雙指針 / Two pointers：用兩個索引（一個從左、一個從右）在已排序的區段上同時移動，根據當前的和往內收縮，把一個 O(n²) 的兩數搜尋降到 O(n)。Two pointers use one index from the left and one from the right of a sorted range; they move inward based on the current sum, turning a two-number search into a linear scan.
不變式 / Invariant：在迴圈每一輪都保持成立的條件。這裡的不變式是「左指針左邊、右指針右邊的元素都已被排除，答案只可能在 [left, right] 之間」。An invariant is a condition that stays true on every loop iteration; here it is "everything outside [left, right] has been ruled out."
去重 / Deduplication：跳過與前一個相同的數字，避免產生一模一樣的三元組。
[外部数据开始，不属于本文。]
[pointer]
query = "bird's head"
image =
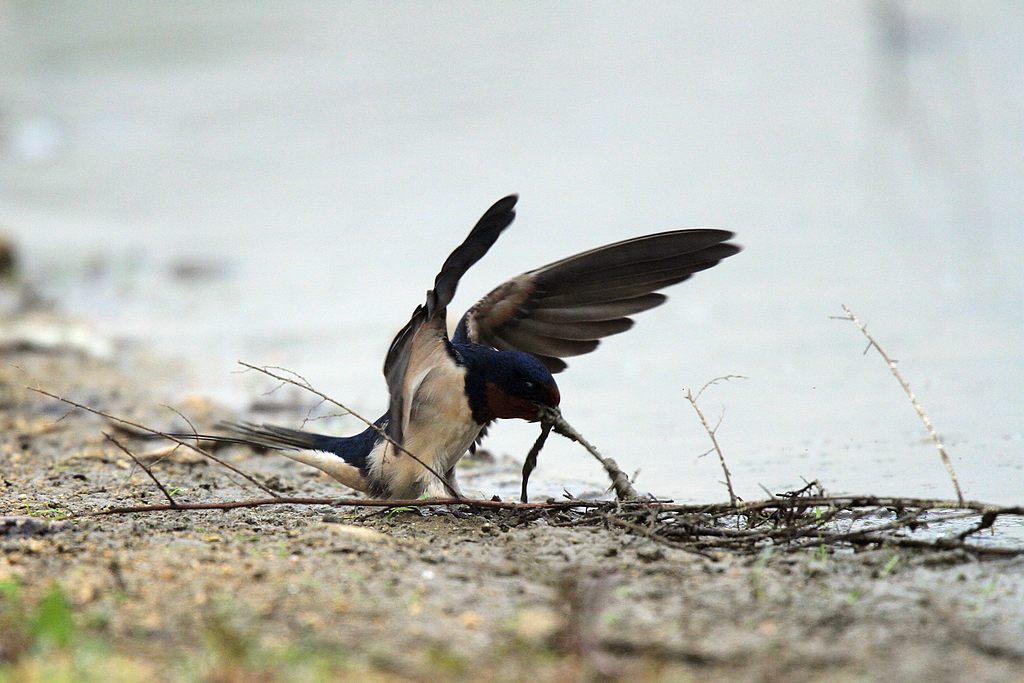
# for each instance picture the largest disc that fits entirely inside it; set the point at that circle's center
(509, 384)
(518, 383)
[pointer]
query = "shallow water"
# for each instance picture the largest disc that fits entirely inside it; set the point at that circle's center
(223, 181)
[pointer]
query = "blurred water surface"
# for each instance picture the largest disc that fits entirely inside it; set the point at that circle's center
(279, 182)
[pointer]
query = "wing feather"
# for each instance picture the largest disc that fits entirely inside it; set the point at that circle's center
(564, 308)
(414, 348)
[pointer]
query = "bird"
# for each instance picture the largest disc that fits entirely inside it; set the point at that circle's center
(500, 363)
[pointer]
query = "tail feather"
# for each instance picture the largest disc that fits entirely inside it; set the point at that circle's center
(282, 438)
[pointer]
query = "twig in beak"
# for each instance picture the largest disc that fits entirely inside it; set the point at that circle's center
(620, 480)
(530, 463)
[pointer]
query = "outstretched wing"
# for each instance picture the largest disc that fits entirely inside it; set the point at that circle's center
(564, 308)
(417, 346)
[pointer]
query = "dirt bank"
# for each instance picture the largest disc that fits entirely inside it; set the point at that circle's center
(307, 593)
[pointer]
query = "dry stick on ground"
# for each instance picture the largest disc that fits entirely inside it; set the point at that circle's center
(713, 432)
(906, 389)
(686, 526)
(157, 432)
(620, 480)
(144, 468)
(303, 383)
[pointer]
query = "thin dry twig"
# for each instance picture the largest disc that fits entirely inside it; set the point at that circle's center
(157, 432)
(303, 383)
(906, 389)
(530, 463)
(145, 469)
(620, 480)
(713, 431)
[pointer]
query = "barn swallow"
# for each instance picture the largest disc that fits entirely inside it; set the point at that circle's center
(500, 361)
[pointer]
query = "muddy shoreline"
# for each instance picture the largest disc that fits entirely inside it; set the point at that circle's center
(307, 593)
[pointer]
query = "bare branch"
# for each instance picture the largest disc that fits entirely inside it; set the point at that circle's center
(713, 432)
(620, 480)
(157, 432)
(909, 394)
(303, 383)
(144, 468)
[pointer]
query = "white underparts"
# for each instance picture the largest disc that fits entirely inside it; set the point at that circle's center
(331, 465)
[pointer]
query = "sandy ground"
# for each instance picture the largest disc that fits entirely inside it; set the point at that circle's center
(314, 593)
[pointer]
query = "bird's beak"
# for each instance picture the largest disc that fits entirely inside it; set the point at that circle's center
(554, 396)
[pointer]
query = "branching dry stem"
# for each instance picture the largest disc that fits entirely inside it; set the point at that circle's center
(713, 431)
(919, 409)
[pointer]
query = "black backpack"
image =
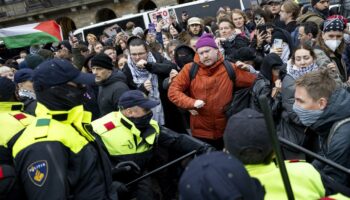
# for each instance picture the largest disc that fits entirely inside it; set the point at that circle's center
(240, 96)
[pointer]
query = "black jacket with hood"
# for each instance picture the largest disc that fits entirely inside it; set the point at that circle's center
(335, 147)
(264, 83)
(110, 91)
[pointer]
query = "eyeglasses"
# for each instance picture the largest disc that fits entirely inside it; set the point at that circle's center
(138, 54)
(274, 3)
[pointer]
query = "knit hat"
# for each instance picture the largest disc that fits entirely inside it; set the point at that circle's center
(194, 20)
(102, 60)
(7, 89)
(245, 54)
(23, 75)
(334, 24)
(218, 175)
(33, 60)
(206, 40)
(138, 31)
(313, 2)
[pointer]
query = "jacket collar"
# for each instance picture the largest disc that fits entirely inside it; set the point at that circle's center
(11, 106)
(215, 65)
(76, 115)
(260, 168)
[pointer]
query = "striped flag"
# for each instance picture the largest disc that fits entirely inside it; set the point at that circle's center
(26, 35)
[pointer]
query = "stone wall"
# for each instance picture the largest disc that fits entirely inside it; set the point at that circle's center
(81, 17)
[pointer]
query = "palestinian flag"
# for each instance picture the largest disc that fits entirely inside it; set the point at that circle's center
(26, 35)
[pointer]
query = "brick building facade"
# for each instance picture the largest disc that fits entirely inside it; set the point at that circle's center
(73, 14)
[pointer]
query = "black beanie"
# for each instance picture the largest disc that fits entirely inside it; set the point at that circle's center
(245, 54)
(7, 89)
(102, 60)
(313, 2)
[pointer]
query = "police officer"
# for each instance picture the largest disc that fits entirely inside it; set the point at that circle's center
(12, 121)
(132, 135)
(246, 138)
(56, 157)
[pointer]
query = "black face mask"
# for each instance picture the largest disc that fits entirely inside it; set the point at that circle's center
(142, 122)
(250, 26)
(62, 97)
(324, 12)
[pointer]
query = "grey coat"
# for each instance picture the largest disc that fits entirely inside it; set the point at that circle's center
(110, 91)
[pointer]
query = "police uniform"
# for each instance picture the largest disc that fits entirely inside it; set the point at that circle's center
(304, 178)
(12, 121)
(123, 140)
(56, 157)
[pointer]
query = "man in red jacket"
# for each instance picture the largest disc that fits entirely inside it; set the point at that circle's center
(209, 91)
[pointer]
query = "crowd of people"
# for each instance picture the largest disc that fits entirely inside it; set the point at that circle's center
(81, 120)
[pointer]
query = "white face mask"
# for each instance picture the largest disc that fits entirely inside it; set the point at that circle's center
(332, 44)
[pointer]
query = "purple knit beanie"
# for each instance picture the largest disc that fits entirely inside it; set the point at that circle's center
(206, 40)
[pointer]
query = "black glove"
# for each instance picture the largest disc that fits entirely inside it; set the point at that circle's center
(205, 149)
(122, 190)
(126, 170)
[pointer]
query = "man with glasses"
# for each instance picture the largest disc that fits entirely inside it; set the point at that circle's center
(308, 32)
(318, 13)
(274, 6)
(112, 83)
(132, 139)
(195, 26)
(146, 70)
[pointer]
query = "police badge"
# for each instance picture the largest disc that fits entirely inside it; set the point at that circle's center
(38, 171)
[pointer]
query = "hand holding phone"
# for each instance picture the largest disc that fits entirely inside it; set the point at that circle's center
(159, 18)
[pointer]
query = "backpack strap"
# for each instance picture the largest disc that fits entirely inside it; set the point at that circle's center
(335, 127)
(228, 66)
(231, 72)
(193, 70)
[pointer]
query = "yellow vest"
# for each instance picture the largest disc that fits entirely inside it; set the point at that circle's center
(304, 178)
(12, 121)
(121, 137)
(45, 129)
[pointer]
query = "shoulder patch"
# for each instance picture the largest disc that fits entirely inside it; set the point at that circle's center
(20, 116)
(38, 171)
(295, 160)
(43, 122)
(109, 126)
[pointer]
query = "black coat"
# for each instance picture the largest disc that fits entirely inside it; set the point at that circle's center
(162, 69)
(337, 146)
(290, 126)
(264, 84)
(110, 91)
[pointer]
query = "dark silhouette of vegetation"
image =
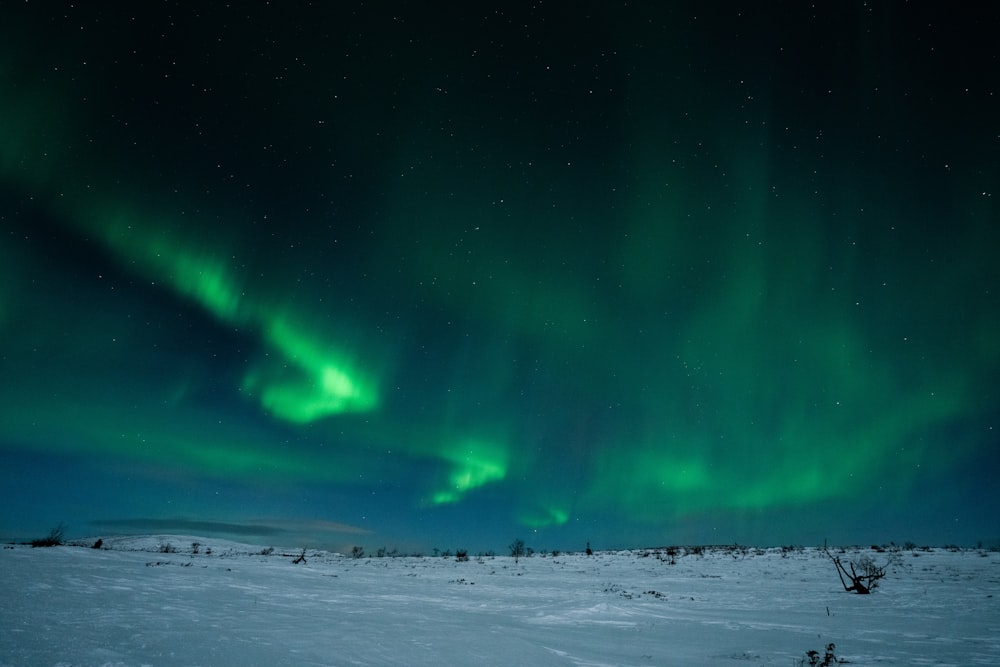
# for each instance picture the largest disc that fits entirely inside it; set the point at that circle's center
(863, 576)
(828, 660)
(55, 538)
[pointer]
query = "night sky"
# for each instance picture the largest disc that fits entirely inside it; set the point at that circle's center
(440, 275)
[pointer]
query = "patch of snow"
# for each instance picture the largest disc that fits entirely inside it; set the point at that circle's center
(134, 603)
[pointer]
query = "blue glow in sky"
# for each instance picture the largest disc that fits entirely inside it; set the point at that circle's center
(632, 275)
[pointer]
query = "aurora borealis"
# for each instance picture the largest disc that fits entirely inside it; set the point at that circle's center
(626, 273)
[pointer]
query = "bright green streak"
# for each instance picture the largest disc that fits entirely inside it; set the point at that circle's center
(474, 463)
(328, 384)
(317, 378)
(549, 516)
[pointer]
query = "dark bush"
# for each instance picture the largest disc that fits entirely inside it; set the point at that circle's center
(55, 538)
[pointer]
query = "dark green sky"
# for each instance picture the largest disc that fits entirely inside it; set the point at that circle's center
(631, 273)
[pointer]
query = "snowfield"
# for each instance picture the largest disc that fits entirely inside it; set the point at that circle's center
(131, 604)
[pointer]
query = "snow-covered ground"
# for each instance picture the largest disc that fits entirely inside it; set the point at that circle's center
(130, 604)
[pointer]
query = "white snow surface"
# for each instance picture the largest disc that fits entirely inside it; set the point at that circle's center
(131, 604)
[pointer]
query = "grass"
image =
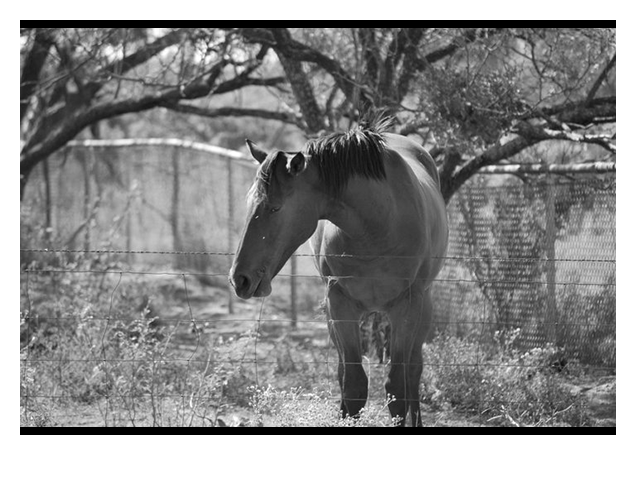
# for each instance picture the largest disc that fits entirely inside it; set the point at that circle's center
(133, 350)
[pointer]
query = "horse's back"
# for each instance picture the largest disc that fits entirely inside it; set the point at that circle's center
(410, 151)
(422, 194)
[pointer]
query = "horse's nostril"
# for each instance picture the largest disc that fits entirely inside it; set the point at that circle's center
(241, 282)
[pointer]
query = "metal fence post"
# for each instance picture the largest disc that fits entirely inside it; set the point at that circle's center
(550, 239)
(230, 230)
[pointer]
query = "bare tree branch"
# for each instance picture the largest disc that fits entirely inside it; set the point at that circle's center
(229, 111)
(599, 81)
(32, 67)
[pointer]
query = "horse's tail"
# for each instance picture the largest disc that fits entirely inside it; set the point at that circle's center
(375, 334)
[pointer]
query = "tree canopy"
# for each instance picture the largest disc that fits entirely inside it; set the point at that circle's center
(473, 96)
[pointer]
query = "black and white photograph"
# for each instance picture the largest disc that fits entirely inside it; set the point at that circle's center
(345, 227)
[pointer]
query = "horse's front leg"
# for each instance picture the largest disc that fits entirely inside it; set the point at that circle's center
(410, 325)
(343, 319)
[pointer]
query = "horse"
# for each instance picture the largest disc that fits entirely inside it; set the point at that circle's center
(370, 203)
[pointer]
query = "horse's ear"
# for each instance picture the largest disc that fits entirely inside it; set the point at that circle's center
(257, 153)
(296, 164)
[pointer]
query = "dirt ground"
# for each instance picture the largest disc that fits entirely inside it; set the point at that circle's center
(288, 348)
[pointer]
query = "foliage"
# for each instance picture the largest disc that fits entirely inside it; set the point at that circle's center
(505, 386)
(489, 93)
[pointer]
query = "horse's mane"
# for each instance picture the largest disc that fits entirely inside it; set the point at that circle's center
(357, 152)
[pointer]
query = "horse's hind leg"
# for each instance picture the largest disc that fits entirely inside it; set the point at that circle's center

Skipping over numbers equal to the previous one so we never emit an identical triplet twice.
指標 / Pointer (C)：在 C 裡指標是「存放記憶體位址的變數」。int *p 指向一個整數，*p 表示取出那個位址裡的值（解參考）。In C a pointer is a variable holding a memory address; *p dereferences it to read the value there.
malloc / free：C 手動申請與釋放堆積記憶體的函式。malloc(n) 要 n 個位元組，用完要 free 以免記憶體洩漏。malloc requests heap memory, free returns it; forgetting free leaks memory.
vector / 向量 (C++)：C++ 標準庫的動態陣列，能自動增長，push_back 在尾端加元素。A vector is C++'s auto-growing array; push_back appends an element.

思路

最直接的想法是「暴力三層迴圈」：枚舉所有 i < j < k 的組合，檢查 nums[i]+nums[j]+nums[k] 是否為 0。這在邏輯上沒問題，但時間複雜度是 O(n³)，當 n 達到 3000 時大約是 270 億次運算，必定超時；而且還得額外處理重複三元組的問題。觀察提示可知：如果先固定第一個數 x，問題就退化成「在剩下的數裡找兩個數，使它們的和等於 -x」，也就是經典的兩數之和。要讓兩數之和變快，關鍵動作是先把陣列排序。排序後，對固定的 i，我們在 i 右邊放兩個指針：left 從 i+1 出發、right 從尾端出發。計算 nums[i]+nums[left]+nums[right]：如果太小，說明需要更大的數，於是 left++；如果太大，需要更小的數，於是 right--；如果剛好等於 0，就記錄這組答案。因為陣列有序，這個「往中間夾」的過程保證每個有效組合都會被掃到，且每個 i 只需 O(n) 時間，整體變成 O(n²)。去重靠排序帶來的好處：固定的 i 若和前一個值相同就跳過（避免以同一個數開頭重複枚舉）；找到一組答案後，也要讓 left 和 right 跳過與當前相同的值。一個小剪枝：排序後若 nums[i] > 0，因為後面只會更大，三數之和不可能為 0，可直接結束。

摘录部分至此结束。